Additionally, and I know it’s unfashionable to criticize child actors, but Chloë Grace Moretz is abysmal. Her delivery is something out of a middle school play, as though she’s hoping to catch sight of her over-supportive parents filming her from the front row. Her British accent is unforgivable (I know it’s unfair to expect a child to successfully deliver an accent for an entire movie, but how hard is it to hire an actual British girl?), and she plays like Hermione Granger’s much more obnoxious cousin.
No one else in the movie is quite as bad as Moretz (and it is only by comparison that Butterfield’s Hugo is tolerable), but there was no one that I felt excelled. Even actors who I typically love (Ben Kingsley) were overacting cartoons.
3. Tell me Martin Scorsese, how do you feel about film preservation?
It’s no secret that historic film preservation is Martin Scorsese’s pet passion, and much of this film seems like a PSA for the cause. In general I think it’s wonderful when directors make movies about causes or subjects that excite them, but they have to remember that the rest of the world doesn’t necessarily share their fetish, and we require some semblance of a story to keep us interested. I think it’s no secret that the reason this received so much recognition from the Academy and from film critics is because it preaches to the choir. The film promotes the institution of cinema as a divine practice, but utterly fails to deliver in that tradition itself. This movie is made for people that put cinema not simply on a pedestal, but on an altar, even going so far as to assert that movies are what make our dreams. I love film, but this was a tough pill for me to swallow.
4. The visual effects are not enough to redeem it, and aren’t as amazing as everyone says.
Yes, everyone is wetting themselves over the effects in this movie, and yes, many moments of the film are beautiful to watch (the automaton is pretty great). Much of the movie, in fact, takes place inside giant clocks, and the spinning gears and swinging pendulum were definitely well executed.
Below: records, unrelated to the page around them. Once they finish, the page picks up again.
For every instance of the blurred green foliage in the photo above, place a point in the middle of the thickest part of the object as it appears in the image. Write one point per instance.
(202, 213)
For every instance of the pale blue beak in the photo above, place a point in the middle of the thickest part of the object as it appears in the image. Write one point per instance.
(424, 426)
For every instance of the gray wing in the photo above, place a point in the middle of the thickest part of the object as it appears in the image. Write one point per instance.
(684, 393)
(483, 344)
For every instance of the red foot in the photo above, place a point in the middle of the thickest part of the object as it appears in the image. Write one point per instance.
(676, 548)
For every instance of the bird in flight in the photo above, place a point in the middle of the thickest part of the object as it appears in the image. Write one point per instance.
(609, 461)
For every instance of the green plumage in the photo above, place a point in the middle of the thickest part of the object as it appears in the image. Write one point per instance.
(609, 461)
However, I have a difficult time getting too excited about seeing the inside of a clock, when this seems like an incredibly overused motif in films.
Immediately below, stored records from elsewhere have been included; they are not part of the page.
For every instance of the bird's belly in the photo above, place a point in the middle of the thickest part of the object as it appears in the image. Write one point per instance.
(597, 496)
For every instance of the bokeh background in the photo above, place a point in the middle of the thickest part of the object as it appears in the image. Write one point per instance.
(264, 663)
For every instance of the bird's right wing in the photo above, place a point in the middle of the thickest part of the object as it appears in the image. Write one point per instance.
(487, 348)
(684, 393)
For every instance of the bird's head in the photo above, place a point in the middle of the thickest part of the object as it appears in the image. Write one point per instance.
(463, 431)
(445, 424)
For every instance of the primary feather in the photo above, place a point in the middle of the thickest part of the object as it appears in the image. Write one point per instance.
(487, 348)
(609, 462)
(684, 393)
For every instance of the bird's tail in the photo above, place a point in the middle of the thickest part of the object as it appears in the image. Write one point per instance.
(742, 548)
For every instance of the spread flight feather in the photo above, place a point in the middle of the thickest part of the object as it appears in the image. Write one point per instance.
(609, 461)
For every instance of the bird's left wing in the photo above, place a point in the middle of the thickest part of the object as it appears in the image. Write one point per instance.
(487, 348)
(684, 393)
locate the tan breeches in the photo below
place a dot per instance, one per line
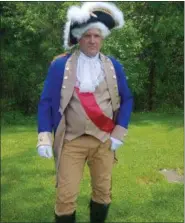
(74, 155)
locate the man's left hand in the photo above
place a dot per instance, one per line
(116, 143)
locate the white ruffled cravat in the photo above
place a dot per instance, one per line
(90, 72)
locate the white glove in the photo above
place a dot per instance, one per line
(116, 143)
(45, 151)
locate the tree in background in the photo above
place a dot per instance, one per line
(150, 47)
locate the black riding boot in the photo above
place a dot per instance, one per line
(66, 218)
(98, 212)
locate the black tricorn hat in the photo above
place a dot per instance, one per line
(101, 15)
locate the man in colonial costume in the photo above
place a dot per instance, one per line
(87, 104)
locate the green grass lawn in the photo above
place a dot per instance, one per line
(140, 192)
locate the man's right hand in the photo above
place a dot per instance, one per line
(45, 151)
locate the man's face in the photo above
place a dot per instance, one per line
(90, 42)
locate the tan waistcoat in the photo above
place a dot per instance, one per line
(67, 96)
(77, 121)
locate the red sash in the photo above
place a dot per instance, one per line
(94, 112)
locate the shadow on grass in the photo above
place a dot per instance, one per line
(28, 188)
(162, 206)
(169, 120)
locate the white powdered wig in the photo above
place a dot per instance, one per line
(78, 32)
(82, 14)
(116, 13)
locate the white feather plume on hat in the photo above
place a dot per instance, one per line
(83, 14)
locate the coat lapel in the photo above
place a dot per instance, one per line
(68, 81)
(111, 80)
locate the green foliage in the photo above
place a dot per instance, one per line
(150, 47)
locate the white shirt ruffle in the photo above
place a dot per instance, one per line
(90, 72)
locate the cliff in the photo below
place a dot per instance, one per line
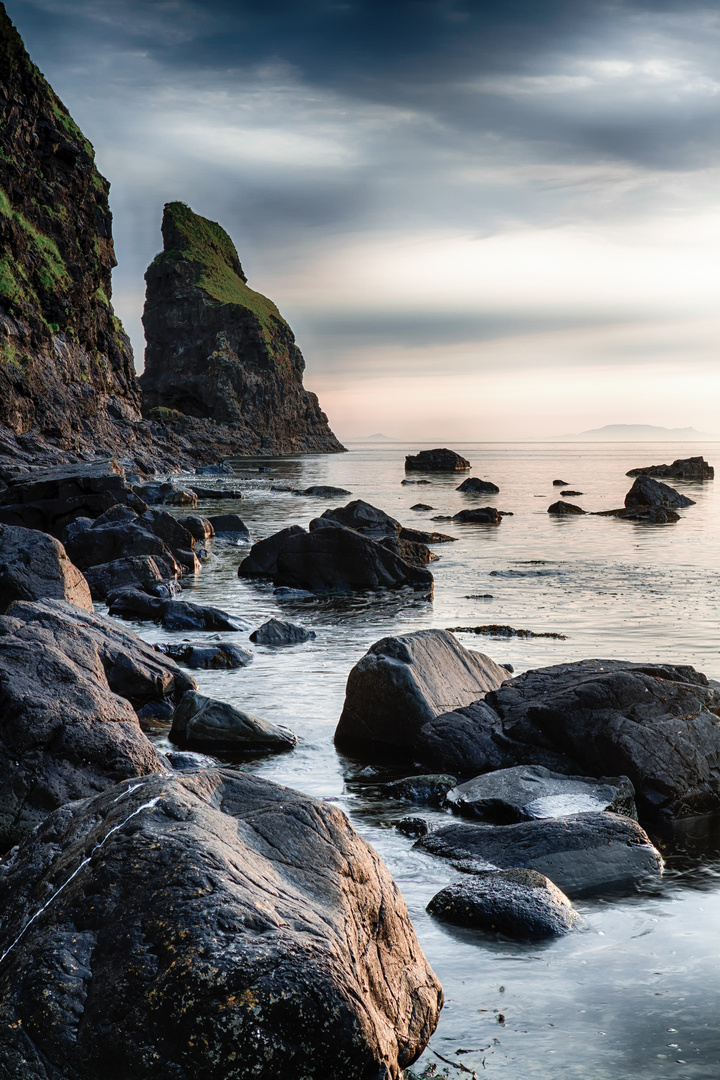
(67, 379)
(220, 352)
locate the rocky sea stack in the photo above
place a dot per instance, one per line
(67, 380)
(220, 352)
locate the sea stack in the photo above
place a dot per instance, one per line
(67, 380)
(218, 351)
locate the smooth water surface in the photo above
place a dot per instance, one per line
(635, 994)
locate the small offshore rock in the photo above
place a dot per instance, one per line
(516, 903)
(437, 460)
(205, 723)
(426, 790)
(277, 632)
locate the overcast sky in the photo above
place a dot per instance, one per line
(481, 219)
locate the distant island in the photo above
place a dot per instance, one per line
(635, 433)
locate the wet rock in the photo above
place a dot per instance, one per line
(583, 854)
(50, 499)
(204, 918)
(428, 790)
(696, 469)
(483, 515)
(517, 903)
(321, 491)
(167, 495)
(35, 565)
(473, 485)
(437, 460)
(229, 524)
(215, 725)
(333, 558)
(647, 491)
(277, 632)
(528, 792)
(402, 683)
(560, 509)
(217, 657)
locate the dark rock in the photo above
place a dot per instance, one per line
(681, 469)
(562, 509)
(232, 524)
(583, 854)
(220, 351)
(647, 491)
(218, 657)
(429, 790)
(34, 566)
(475, 486)
(200, 528)
(215, 725)
(50, 499)
(528, 792)
(276, 632)
(483, 515)
(331, 559)
(204, 918)
(517, 903)
(318, 491)
(167, 495)
(437, 460)
(139, 570)
(402, 683)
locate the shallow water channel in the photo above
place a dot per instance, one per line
(635, 994)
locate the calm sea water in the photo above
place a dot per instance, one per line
(636, 994)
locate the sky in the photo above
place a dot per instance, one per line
(484, 220)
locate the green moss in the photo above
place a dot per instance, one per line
(207, 244)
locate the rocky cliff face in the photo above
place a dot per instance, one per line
(219, 351)
(67, 379)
There were a few redeeming elements of this movie, but they far from saved it. It was academically interesting to see the flashbacks to Méliès’ film studio, and to see how some of his iconic films were produced. As someone who had seen clips of his most famous films before, but knew little about the background to them or their creator, it was interesting to see behind the curtain in this respect. Of course, I have no way of knowing the accuracy of these scenes, but I assume that Martin Scorsese did his homework. In the end, I think I would have just seen a documentary about the topic, rather than try to pick the few interesting historical tidbits out of the weak and poorly executed story.